36-4-24 mailer house
Photo Vincent Guadazno
The house owned by Norris and Norman Mailer may become a non-profit writers colony.
Mailer’s house on course for new life as writers colony

By Pru Sowers
Banner Staff

PROVINCETOWN — Among the multi-faceted legacies left behind by the late author Norman Mailer, a proposal to create a writers colony anchored in his house at 627 Commercial St. may be the most ambitious.

Lawrence Schiller, a close friend and collaborator of Mailer’s, said he, Mailer’s wife, Norris Mailer, and Sam Radin, the executor of Mailer’s estate, have announced plans to create “The Norman Mailer Writers Colony,” a non-profit foundation that would use the house as a base for writing classes, lectures and seminars. The trio is currently criss-crossing the country raising money and meeting with college professors and chancellors to set up the foundation and subsequent curriculum.

An advisory board with a well-known roster of writers, including Nobel Prize-winning author Gunter Grass, Joan Didion, William Kennedy and Doris Kearns Goodwin, also has been formed.

Schiller said the purpose of the writers colony will be to pair distinguished writers and scholars in residence from around the world with college-level students to further their writing skills. In addition, established authors will be invited to come to talk with their peers.
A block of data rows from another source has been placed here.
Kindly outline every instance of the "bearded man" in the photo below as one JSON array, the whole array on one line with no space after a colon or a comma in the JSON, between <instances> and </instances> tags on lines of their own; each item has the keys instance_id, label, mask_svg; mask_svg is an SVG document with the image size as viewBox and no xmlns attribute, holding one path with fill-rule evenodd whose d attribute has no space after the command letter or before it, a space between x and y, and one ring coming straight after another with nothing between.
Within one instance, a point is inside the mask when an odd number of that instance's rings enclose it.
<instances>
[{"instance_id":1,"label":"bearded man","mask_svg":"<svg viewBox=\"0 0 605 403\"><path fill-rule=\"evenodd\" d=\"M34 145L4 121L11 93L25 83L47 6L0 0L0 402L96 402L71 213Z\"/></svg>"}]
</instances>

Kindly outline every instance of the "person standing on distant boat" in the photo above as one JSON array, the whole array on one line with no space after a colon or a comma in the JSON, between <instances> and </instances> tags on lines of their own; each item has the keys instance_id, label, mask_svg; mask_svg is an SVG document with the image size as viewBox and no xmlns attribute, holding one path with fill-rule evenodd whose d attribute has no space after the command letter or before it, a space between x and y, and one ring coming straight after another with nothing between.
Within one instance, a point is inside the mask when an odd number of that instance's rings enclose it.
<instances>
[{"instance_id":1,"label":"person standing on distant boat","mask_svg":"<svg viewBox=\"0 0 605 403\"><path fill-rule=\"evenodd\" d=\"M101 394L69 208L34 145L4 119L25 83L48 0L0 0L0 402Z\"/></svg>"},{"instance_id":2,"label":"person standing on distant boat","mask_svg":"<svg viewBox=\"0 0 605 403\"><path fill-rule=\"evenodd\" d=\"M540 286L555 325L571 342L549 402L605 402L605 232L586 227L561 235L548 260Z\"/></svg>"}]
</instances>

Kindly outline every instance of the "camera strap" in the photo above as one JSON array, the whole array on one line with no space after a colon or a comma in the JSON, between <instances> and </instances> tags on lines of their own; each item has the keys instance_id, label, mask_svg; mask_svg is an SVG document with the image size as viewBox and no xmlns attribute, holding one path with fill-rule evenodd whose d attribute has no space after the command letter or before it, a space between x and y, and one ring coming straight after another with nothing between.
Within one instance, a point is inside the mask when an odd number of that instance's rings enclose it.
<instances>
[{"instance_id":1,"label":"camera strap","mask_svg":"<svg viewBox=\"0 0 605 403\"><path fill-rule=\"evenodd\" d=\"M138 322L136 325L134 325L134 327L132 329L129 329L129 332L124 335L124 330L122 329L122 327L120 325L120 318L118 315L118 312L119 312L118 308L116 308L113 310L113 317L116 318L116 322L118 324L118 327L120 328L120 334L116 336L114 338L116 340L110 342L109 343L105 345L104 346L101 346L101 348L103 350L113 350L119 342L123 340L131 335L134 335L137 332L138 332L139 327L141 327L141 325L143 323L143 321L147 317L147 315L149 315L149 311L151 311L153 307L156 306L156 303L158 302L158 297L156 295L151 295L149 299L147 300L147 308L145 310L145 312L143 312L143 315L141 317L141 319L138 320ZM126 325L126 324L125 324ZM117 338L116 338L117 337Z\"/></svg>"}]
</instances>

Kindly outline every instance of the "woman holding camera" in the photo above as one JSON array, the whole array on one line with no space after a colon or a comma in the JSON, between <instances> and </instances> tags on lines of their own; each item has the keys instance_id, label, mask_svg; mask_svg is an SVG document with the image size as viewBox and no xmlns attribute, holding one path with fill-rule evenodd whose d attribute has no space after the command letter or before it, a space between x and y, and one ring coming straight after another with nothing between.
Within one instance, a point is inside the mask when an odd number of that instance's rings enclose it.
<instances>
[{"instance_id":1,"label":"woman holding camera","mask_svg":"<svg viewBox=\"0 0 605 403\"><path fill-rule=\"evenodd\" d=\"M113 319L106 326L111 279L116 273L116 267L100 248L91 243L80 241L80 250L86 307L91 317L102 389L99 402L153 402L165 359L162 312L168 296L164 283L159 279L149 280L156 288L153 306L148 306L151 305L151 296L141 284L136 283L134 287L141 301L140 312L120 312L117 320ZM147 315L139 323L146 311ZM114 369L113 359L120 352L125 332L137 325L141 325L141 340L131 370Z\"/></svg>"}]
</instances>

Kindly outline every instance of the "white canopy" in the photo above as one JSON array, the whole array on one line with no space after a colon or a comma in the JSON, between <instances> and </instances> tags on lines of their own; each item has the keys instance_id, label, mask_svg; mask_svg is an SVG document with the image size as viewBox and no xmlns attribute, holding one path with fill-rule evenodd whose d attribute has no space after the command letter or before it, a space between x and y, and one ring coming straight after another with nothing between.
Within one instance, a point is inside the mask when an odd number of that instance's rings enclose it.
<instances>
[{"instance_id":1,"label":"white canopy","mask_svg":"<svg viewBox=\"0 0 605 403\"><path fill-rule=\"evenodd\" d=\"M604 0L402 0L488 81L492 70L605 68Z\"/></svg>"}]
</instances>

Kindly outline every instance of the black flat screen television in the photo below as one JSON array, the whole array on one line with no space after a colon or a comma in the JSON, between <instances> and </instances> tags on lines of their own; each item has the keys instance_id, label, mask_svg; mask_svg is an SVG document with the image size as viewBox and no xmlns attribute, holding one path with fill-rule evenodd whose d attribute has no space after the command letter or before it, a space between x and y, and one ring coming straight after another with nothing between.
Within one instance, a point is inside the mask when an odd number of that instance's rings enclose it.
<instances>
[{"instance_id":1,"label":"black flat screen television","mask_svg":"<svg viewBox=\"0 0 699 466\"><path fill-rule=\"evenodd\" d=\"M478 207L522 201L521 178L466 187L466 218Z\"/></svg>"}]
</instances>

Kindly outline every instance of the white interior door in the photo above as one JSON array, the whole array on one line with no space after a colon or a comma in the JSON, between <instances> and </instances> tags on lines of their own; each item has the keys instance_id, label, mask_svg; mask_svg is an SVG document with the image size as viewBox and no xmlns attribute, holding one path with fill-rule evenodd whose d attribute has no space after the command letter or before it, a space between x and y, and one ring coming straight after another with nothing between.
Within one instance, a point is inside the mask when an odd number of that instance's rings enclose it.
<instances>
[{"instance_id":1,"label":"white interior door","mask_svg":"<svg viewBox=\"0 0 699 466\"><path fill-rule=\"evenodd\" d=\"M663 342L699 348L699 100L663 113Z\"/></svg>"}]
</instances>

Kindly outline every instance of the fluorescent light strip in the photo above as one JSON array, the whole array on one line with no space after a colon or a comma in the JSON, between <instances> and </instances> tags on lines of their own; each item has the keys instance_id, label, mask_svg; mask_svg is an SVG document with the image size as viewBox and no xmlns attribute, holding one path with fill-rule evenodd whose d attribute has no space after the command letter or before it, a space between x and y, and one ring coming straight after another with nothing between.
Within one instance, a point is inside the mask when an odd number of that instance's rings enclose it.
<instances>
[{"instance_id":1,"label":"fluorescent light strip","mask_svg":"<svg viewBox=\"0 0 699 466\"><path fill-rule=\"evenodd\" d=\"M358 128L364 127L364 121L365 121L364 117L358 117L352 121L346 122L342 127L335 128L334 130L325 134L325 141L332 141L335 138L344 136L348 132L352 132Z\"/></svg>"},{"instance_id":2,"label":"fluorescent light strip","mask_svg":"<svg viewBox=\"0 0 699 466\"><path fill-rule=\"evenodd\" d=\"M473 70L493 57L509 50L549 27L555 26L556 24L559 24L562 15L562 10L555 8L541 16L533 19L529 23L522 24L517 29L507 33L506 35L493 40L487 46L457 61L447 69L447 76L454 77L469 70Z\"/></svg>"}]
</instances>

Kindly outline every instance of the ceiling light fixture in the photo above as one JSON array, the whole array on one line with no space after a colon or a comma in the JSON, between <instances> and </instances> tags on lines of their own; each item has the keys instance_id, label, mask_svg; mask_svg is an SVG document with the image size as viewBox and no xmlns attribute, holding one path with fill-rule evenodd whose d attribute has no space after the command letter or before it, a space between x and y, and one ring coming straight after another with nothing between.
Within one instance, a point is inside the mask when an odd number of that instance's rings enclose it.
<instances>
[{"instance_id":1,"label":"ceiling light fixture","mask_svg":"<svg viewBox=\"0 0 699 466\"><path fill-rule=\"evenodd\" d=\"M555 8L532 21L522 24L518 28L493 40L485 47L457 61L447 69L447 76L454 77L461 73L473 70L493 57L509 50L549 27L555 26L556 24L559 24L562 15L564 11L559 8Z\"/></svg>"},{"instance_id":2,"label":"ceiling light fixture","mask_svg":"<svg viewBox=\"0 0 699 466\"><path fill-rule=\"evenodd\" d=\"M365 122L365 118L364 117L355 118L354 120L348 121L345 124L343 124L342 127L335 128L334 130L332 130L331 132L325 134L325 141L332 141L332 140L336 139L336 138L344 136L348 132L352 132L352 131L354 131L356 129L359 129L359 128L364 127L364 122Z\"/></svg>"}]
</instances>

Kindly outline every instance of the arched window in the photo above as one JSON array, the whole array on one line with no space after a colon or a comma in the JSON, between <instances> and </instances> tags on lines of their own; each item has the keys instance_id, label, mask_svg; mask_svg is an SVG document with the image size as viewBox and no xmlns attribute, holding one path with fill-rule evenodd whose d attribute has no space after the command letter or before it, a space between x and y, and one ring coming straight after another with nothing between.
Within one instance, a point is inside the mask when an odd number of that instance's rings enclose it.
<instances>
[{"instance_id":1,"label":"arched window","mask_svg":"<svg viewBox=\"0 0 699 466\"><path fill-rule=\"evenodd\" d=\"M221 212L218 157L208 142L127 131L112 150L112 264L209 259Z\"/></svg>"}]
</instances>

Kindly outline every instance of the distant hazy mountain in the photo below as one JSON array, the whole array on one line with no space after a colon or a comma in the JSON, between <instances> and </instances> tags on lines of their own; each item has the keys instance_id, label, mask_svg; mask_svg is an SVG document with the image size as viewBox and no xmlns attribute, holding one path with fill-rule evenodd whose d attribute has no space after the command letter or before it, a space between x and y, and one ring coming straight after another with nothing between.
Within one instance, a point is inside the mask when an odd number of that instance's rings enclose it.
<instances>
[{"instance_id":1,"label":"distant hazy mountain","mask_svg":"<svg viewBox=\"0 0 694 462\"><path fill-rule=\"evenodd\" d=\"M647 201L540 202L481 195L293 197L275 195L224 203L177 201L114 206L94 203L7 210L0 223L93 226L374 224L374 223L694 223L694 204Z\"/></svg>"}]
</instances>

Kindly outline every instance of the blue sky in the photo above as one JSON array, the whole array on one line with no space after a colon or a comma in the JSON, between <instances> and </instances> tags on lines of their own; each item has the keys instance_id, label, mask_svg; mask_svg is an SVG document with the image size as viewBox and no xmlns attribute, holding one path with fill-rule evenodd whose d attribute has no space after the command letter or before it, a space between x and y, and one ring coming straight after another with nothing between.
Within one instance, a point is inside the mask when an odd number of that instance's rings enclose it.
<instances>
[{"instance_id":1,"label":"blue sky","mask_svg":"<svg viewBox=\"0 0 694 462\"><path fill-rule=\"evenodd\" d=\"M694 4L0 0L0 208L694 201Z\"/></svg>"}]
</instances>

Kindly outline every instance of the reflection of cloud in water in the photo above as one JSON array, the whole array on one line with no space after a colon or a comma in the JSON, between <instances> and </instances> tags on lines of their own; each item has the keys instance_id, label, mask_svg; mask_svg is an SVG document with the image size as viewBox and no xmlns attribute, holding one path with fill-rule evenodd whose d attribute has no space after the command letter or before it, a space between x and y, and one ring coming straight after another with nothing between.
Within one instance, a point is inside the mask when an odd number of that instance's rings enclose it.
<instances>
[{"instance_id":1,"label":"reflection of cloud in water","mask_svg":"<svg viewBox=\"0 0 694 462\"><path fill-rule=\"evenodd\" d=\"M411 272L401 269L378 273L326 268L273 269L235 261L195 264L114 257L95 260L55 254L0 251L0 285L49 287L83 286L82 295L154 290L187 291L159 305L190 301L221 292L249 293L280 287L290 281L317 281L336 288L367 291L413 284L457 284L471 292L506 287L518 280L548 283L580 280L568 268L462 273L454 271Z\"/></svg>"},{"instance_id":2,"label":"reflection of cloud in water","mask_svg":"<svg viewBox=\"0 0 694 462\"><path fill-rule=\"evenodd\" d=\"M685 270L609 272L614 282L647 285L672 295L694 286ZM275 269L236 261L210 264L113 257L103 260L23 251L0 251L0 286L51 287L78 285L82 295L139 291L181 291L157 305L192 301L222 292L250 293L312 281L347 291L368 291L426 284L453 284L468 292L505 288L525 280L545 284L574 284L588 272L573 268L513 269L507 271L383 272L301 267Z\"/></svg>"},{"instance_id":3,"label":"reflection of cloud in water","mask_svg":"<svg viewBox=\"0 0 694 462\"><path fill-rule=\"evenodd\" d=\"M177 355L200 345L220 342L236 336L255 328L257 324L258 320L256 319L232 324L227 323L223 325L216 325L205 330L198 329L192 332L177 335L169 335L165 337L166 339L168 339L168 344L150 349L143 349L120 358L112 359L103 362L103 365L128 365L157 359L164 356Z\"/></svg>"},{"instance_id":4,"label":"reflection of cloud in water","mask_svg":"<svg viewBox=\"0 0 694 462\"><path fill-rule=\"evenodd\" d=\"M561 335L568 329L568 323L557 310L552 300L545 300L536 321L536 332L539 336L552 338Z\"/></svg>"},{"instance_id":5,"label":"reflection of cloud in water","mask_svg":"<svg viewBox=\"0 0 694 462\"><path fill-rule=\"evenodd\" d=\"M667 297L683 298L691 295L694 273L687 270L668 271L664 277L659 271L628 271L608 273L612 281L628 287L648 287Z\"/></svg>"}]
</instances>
“The house will be the center point. As the foundation grows, we may buy other properties, motels and the like, where students can stay,” Schiller said.

The advisory group hopes to launch the colony in 2009 and maintain it as a year-round facility. Classes will range from fiction and non-fiction to screenplay writing and journalism courses.

Mailer’s wife will live in Brooklyn Heights, Schiller added.

“One of the things that inspired me to do this was four weeks before his death, [Mailer] was helping a nurse learn how to write. She wanted to write a novel. He had all these tubes in him and there he was, helping this woman learn how to write,” Schiller said, adding that Mailer was told about the colony idea and approved.

Mailer’s study on the third floor of the Commercial Street home will be preserved just as he left it, perhaps with a few changes made to the narrow staircase leading up to the room so that people can easily visit it. In the meantime, donations to the writers colony foundation are being accepted by the Norman Mailer Society.

“We’re already traveling every week to another university to talk with chancellors on how to organize this,” Schiller said. “It needs institutional support to attract students and lecturers. This is a serious undertaking.”

The foundation also hopes to partner with local non-profit arts organizations such as the Fine Arts Work Center and The Provincetown Theater for events aimed at attracting large groups of people.

“Norman was so varied in all of his writing. We want to open it up to all aspects of creative writing,” Schiller said. “Provincetown is a community of inspiration all year round.”